心の中では号泣しながらガッツポーズだ。お母さんも 楽しんでくれていたことが嬉しかったし、何より自然と次に向けて話していたことが嬉しかった。それから予定が空いてる日はサッカー観戦を入れ、そしてだんだんサッカー観戦を基準に予定が埋まるようになった。もう沼にズブズブの毎日だった。

サッカーのルールを勉強し、選手の名前を覚えて、鹿島アントラーズの歴史を学び…。知れば知るほど、サッカーが、鹿島アントラーズが大好きになった。岳さん目当てで観ていた試合もいつしか鹿島アントラーズを応援するようになった。好きな選手もどんどん増えて来季のユニフォームは誰にしようかななんて悩みも出てきた。嬉しくて深刻な悩みだ。どの選手もみんな魅力的すぎて困る。本当に困る。次々続々一体全体どうなっちゃってるんだ鹿島アントラーズ…。ありがとう。ありがとう。

最初は私の付き添いというスタンスだったお母さんも今やユニフォームを着て、バリバリ応援している。なんなら私より試合のスケジュールを把握していて悔しいくらいだ。この前も隣の部屋から鼻をすする音が聞こえたから何事かと思ったらCS決勝の第2戦の録画を観ていた。
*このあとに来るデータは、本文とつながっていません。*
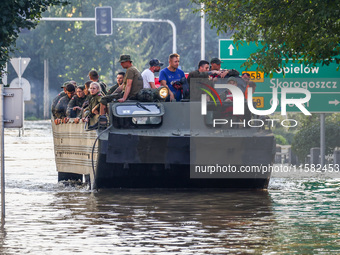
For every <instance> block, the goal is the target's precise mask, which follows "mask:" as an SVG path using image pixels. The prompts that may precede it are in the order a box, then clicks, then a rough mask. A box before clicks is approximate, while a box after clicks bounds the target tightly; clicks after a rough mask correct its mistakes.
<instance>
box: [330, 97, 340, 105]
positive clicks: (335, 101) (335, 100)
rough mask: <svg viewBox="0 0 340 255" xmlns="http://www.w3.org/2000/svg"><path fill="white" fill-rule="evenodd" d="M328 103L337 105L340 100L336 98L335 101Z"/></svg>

そして泣いていた。そんなにハマっていたんかい!とつっこまずにはいられなかった。嬉しかった。鹿島アントラーズを応援するようになってから親子で過ごす時間が格段に増えた。怒られて気まずいときだって、試合の時間になれば同じ部屋に集まって、一緒に叫んでいるし、手を取り合って喜んでいる。試合が終わるころには気まずさなんてぱっぱらぱーだ。最高だ。本当にありがたい。前みたいになんとなくどよ〜んとした週末とはオサラバして活気に溢れた最高の週末を送っている。
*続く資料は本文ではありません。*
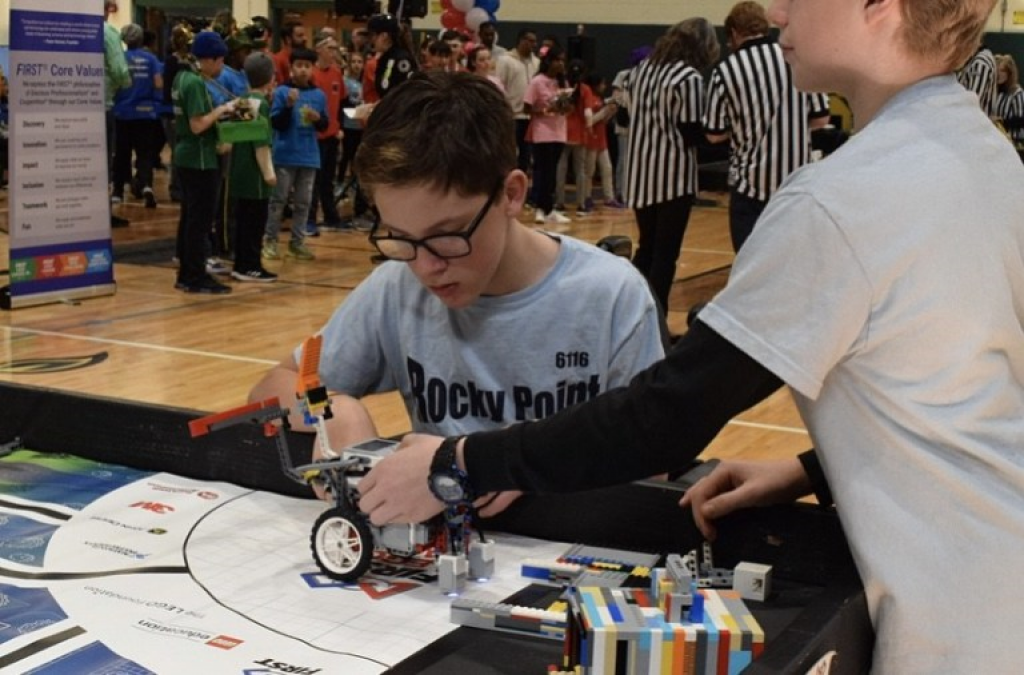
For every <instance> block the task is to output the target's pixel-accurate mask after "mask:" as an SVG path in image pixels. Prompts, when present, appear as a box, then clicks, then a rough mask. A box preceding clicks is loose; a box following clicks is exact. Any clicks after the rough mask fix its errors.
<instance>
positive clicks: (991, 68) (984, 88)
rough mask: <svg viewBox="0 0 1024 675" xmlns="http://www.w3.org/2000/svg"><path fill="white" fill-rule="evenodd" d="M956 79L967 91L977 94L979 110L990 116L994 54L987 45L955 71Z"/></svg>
mask: <svg viewBox="0 0 1024 675" xmlns="http://www.w3.org/2000/svg"><path fill="white" fill-rule="evenodd" d="M956 79H957V80H959V83H961V84H963V85H964V86H965V87H966V88H967V89H968V90H969V91H973V92H974V93H976V94H978V99H979V100H980V101H981V110H982V111H984V112H985V115H988V116H989V117H991V116H992V115H994V114H995V56H993V55H992V52H991V50H990V49H989V48H988V47H982V48H981V49H979V50H978V51H977V52H975V54H974V56H972V57H971V60H969V61H968V62H967V65H966V66H964V68H963V69H961V71H959V72H957V73H956Z"/></svg>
私は多分あと1年でこの家を出る。今みたいにお母さんと親子でサッカー観戦というのも難しくなるかもしれない。だからこそ、行けるうちにたくさん行きたいし、存分に楽しみたいと思う。鹿島アントラーズは私たちに一緒に楽しむ喜びを教えてくれた。しんみりした空気を取っ払ってくれた。生きる活力を与えてくれた。あの日、神戸戦の日お母さんを誘ってよかった。思いきってカシマスタジアムに行ってよかった。最高の場所だと思わせてくれた選手、スタッフさんそしてサポーターの皆さん本当にありがとうございました。

鹿島アントラーズと出会ってからの2年間毎日が楽しい。とてつもなく楽しい。辛いことがあっても、夢生さんの奇声を思い出せば笑えるし、優磨くんの強気を見てたら自信が出てくるし、聖真くんの笑顔には癒される。アントラーズのおかげで人生の中で楽しいと思える瞬間が何十倍、何百倍にも増えた。応援を始めてから2年間で、ナビスコ杯、2016年1stステージ、そしてCSと3度の優勝を味わうことができた。でも欲張りだから、もっとたくさんの頂きの景色を見たいし、もっとたくさん歓喜の瞬間に立ち会いたい。もっともっともっと…。だって人生でこんなに熱くなれる場所はないし、こんなに最高な空間はない。そのためにこれからもできるだけスタジアムに行きたいし、行けないときは自宅から声援を送りたいと思う。

「次はゲーフラにチャレンジじゃない?」ってすすめてくるお母さんと一緒に。